If a coin toss is observed to come up as heads many times, does that affect the probability of the next toss?

If you don't know whether it is a fair coin to start with, then it isn't a dumb question at all. (EDIT) You ask if the coin will be biased towards Tails to account for the all of the heads. If the coin was fair, then the answer from tilper addresses this well, with the overall answer being "No". Without that assumption of fairness, the overall answer becomes "No, and in fact we should believe the coin is biased towards heads.".

One way to think about this is by thinking of the probability $p$ of the coin landing heads to be a random variable. We can assume that we know absolutely nothing about the coin to start with, and take the distribution for $p$ to be a uniform random variable over $[0,1]$. Then, after flipping the coin some number of times and collecting data, we change our distribution accordingly.

There is actually a distribution which does exactly this, called the Beta Distribution, which is a continuous distribution with probability density function $$f(x) = \frac{x^{\alpha-1}(1-x)^{\beta-1}}{B(\alpha,\beta)}$$ where $\alpha-1$ represents the number of heads we've recorded and $\beta-1$ the number of tails. The number $B(\alpha,\beta)$ is just a constant to normalize $f$ (however, it is actually equal to $\frac{\Gamma(\alpha)\Gamma(\beta)}{\Gamma(\alpha+\beta)}$).

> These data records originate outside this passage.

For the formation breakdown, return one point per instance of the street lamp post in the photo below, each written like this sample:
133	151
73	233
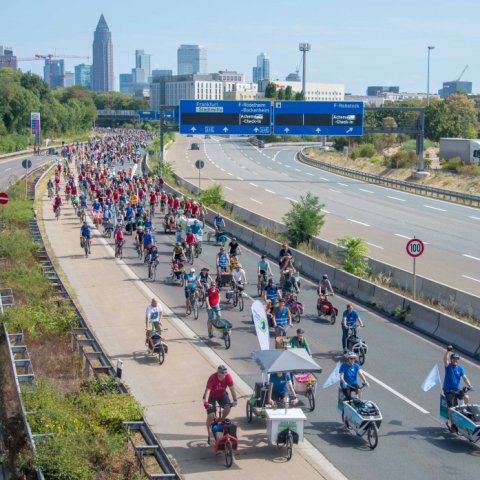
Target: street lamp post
428	77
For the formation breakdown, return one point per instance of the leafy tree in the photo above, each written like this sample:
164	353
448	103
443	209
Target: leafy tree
304	219
352	254
271	90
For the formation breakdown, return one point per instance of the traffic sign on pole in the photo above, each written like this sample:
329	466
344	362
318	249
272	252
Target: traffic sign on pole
225	117
318	118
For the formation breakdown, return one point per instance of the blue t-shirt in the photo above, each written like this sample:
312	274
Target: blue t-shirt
351	318
452	378
350	373
280	382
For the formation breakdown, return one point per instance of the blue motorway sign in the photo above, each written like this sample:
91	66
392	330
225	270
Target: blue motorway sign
318	118
224	117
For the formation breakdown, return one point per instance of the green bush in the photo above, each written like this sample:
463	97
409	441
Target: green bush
304	219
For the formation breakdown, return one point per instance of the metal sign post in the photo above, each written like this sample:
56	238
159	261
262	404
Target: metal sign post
415	248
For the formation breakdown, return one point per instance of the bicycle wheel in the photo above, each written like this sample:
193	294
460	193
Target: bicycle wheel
372	435
161	355
229	453
289	444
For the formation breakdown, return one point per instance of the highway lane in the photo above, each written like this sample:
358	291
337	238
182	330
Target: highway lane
255	178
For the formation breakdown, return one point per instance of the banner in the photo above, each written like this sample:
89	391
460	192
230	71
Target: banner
261	324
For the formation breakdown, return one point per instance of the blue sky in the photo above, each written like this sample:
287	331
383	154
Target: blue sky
355	43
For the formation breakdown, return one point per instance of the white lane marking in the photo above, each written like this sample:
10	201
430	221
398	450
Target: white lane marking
469	256
374	245
399	395
356	221
470	278
435	208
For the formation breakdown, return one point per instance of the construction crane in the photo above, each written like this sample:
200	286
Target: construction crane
50	56
461	75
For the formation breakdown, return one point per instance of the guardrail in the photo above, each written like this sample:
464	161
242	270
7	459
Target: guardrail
392	183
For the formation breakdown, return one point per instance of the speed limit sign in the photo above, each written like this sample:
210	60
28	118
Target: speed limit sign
415	247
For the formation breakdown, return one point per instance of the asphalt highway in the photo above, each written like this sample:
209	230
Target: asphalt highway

The following graphic (from the wikipedia article) shows how $f$ changes with difference choices of $\alpha,\beta$:

PDF of Beta Distribution for different parameters

As $\alpha \to \infty$ (i.e. you continue getting more heads) and $\beta$ stays constant (below I chose $\beta=5$), this will become extremely skewed in favor of $p$ being close to $1$.

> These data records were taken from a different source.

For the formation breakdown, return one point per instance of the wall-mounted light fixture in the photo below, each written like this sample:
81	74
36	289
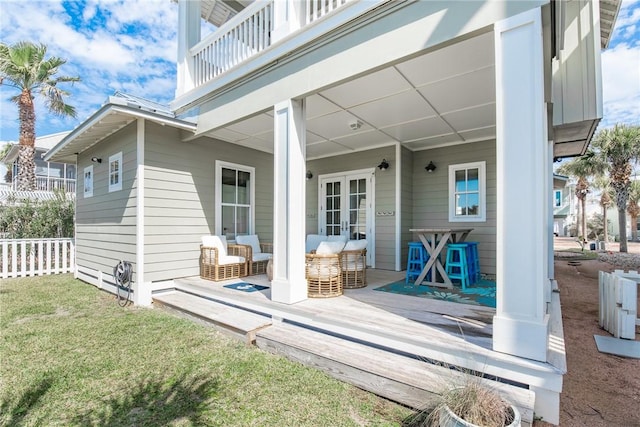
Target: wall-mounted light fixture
430	167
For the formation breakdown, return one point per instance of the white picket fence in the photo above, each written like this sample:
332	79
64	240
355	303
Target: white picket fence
36	257
619	303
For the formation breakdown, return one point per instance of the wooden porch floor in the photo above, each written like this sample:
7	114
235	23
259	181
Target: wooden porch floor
451	334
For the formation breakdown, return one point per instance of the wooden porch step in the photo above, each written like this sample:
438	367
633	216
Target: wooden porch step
410	381
237	322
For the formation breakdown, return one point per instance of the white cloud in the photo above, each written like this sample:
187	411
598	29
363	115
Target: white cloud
126	45
621	69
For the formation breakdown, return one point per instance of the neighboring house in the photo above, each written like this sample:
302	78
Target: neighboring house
50	176
562	206
489	91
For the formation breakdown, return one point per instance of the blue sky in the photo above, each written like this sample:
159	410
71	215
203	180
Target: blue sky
130	46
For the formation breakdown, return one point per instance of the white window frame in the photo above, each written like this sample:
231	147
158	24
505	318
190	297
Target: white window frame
118	185
88	190
218	197
557	201
482	192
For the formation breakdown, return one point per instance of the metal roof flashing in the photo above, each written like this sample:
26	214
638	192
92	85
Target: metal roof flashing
116	113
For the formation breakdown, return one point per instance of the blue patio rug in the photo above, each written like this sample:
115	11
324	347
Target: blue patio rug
246	287
482	293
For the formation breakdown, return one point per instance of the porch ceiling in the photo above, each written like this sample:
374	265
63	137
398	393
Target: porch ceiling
444	97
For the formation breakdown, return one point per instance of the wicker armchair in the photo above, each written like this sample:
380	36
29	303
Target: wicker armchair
323	271
353	262
258	253
221	261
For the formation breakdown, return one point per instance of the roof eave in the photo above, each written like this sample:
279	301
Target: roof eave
113	107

enter image description here


You have wandered into the realm of Bayesian versus frequentist statistics. The Bayesian philosophy is most attractive to me in understanding this question.

Your "basic understanding of probability" can be interpreted as a prior expectation for what the distribution of heads and tails should be. But that prior expectation actually is itself a probabilistic expectation. Let me give some examples of what your prior expectation (called the Bayesian prior) might be:

1) Your prior might be that the frequency of heads is exactly $0.5$ no matter what. In that case, no number of consecutive heads or tails would shake that a priori certainty, and the answer is that your posterior estimate of the distribution is that it is $0.5$ heads.

2) Your prior might be that the probability of heads is a normal distribution with mean $0.5$ and standard deviation $0.001$ -- you are pretty sure the coin will be pretty close to fair. Now by the time the coin has landed on heads 100 consecutive times, the posterior estimate of the distribution is peaked sharply at around $0.995$. Your Bayesian prior has allowed experimental evidence to modify your expectation.

The alternative approach is frequentists. That says "I thought (null hypothesis) that the coin was fair. If that were true, the likelihood of this result of no tails in a hundred flips is very small. So, I can reject the original hypothesis and conclude that this coin is not fair.

The weakness of the Bayesian approach is that the result depends on the prior expectation, which is somewhat arbitrary. But when a lot of trials are involved, an amazing spectrum of possible priors lead to very similar a posteriori expectations.

The weakness of the frequentist approach is that in the end you don't have any expectation, just the idea that your null hypothesis is unlikely.


Is the probability of flipping heads/tails still .5 each?

If you already had the assumption that the coin is fair, then yes. Although statistically it's highly unlikely to flip heads a "very large number of times" in a row, the probability will not be changed by past outcomes. This is because each coin toss is independent from all other coin tosses.

Or has it changed in favor of tails because the probability should tend to .5 heads and .5 tails as you approach an infinite number of trials?

Already answered above but here's more detail. The law of large numbers (LLN) says that if we flip a fair coin a bunch (thousands, millions, billions, etc.) of times in a row, the outcomes should be approximately half heads and half tails. But LLN doesn't tell you anything about the probability of the next (or any) trial.